' ' Cinema Romantico: Roll Red Roll

Tuesday, July 30, 2019

Roll Red Roll

Nancy Schwartzman’s documentary “Roll Red Roll” takes its name from the chant for the Steubenville, Ohio high school football team, which was at the center of the 2012 Steubenville, Ohio rape case, two of its players standing trial for the assault of an unnamed Jane Doe and eventually sentenced to juvenile prison. Her film opens with stomach-churning audio excerpts of cell phone recordings from the night in question of boys who witnessed or heard second-hand about the terrible act, as well as images of text messages, including one to Jane Doe, superimposed on the screen over shots of a mostly sleepy Steubenville main street. It’s an effective device, evoking not so much a peek behind the curtain but a full-fledged dredging up of the rot masked by ostensible small-town values, the kind often referenced to shield precisely what this court case so nauseatingly uncovered. If Jane Doe remaining as such in the documentary is a legal matter, it’s also aesthetically right. It’s about her, of course, but also about rape culture and how if it remains unchallenged it merely festers. A Steubenville local wonders, after protests erupt in their small downtown, how this could happen to their town, and “Roll Red Roll” answers that it’s been happening, that’s been there all along.

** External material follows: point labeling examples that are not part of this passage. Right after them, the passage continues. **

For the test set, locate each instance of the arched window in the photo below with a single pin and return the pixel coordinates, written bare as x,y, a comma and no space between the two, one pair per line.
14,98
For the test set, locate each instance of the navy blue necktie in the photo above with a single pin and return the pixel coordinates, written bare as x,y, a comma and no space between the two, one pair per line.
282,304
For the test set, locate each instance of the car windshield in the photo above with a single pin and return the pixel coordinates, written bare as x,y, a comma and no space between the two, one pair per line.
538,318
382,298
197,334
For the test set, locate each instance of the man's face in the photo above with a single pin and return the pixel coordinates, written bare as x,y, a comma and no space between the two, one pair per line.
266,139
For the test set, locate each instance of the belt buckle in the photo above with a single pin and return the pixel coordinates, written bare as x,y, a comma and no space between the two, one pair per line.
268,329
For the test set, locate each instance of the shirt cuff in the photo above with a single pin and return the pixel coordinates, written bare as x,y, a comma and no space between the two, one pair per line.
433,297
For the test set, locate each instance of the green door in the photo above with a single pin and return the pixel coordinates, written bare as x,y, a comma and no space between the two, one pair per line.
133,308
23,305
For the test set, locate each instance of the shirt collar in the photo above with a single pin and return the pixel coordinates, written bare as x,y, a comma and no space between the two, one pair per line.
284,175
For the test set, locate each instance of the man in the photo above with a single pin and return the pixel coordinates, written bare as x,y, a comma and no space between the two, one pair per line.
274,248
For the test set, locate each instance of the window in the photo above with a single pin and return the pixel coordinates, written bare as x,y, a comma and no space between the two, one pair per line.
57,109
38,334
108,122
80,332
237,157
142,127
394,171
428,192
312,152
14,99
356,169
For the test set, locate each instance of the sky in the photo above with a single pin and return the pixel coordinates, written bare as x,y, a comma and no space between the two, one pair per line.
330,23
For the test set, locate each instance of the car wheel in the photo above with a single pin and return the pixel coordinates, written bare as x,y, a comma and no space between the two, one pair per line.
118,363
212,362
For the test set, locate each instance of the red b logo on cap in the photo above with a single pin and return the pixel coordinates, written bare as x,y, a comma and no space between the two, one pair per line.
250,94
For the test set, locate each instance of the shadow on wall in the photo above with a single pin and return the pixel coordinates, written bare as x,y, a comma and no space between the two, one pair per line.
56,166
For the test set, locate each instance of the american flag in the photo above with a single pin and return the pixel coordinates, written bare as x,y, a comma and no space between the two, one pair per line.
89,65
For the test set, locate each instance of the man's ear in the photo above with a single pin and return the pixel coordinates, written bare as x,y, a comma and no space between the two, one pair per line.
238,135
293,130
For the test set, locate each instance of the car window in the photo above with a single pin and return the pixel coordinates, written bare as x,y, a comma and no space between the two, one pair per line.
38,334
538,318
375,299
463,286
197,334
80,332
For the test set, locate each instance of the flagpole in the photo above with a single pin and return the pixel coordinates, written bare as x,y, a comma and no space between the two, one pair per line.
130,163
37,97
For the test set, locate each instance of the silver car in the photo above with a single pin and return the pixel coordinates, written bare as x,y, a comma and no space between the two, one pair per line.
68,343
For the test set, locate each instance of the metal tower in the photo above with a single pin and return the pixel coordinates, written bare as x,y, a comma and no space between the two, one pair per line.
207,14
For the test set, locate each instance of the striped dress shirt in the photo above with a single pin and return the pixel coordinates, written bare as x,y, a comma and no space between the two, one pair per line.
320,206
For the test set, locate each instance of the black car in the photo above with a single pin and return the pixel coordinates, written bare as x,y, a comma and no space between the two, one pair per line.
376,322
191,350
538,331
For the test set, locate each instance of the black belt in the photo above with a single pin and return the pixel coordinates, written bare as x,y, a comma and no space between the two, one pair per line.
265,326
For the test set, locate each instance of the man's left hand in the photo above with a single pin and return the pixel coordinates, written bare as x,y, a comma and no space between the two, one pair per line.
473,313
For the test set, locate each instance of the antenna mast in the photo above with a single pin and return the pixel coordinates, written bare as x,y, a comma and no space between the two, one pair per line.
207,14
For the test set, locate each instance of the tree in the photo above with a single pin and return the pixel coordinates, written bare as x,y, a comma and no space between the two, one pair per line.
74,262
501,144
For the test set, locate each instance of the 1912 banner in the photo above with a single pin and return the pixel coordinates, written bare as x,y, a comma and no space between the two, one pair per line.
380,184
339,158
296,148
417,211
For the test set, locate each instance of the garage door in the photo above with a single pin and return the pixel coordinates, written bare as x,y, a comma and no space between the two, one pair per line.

Text messages and cellphone recordings, as well as Tweets, are not just an aesthetic device, however. They prove to be a backbone of evidence. If a Steubenville football player says one thing, he is later summoned again to police headquarters and told in no uncertain terms that they know about the pictures he has of the accuser on his phone. Tweets, meanwhile, show that while people claimed to have no knowledge of a rape having taken place, that, in fact, they did, using that exact language, and often in harsh, sickening language. Much of this information was first uncovered by a crime blogger, Alexandria Goddiard, who combed through social media to find various posts on different platforms by Steubenville football players and students and pieced together the timeline of the night in question. Local detectives, led by J.P. Rigaud, who is interviewed throughout, reached the same conclusion, though whether these dueling amateur and professional investigations ever truly intertwined unfortunately remains unclear.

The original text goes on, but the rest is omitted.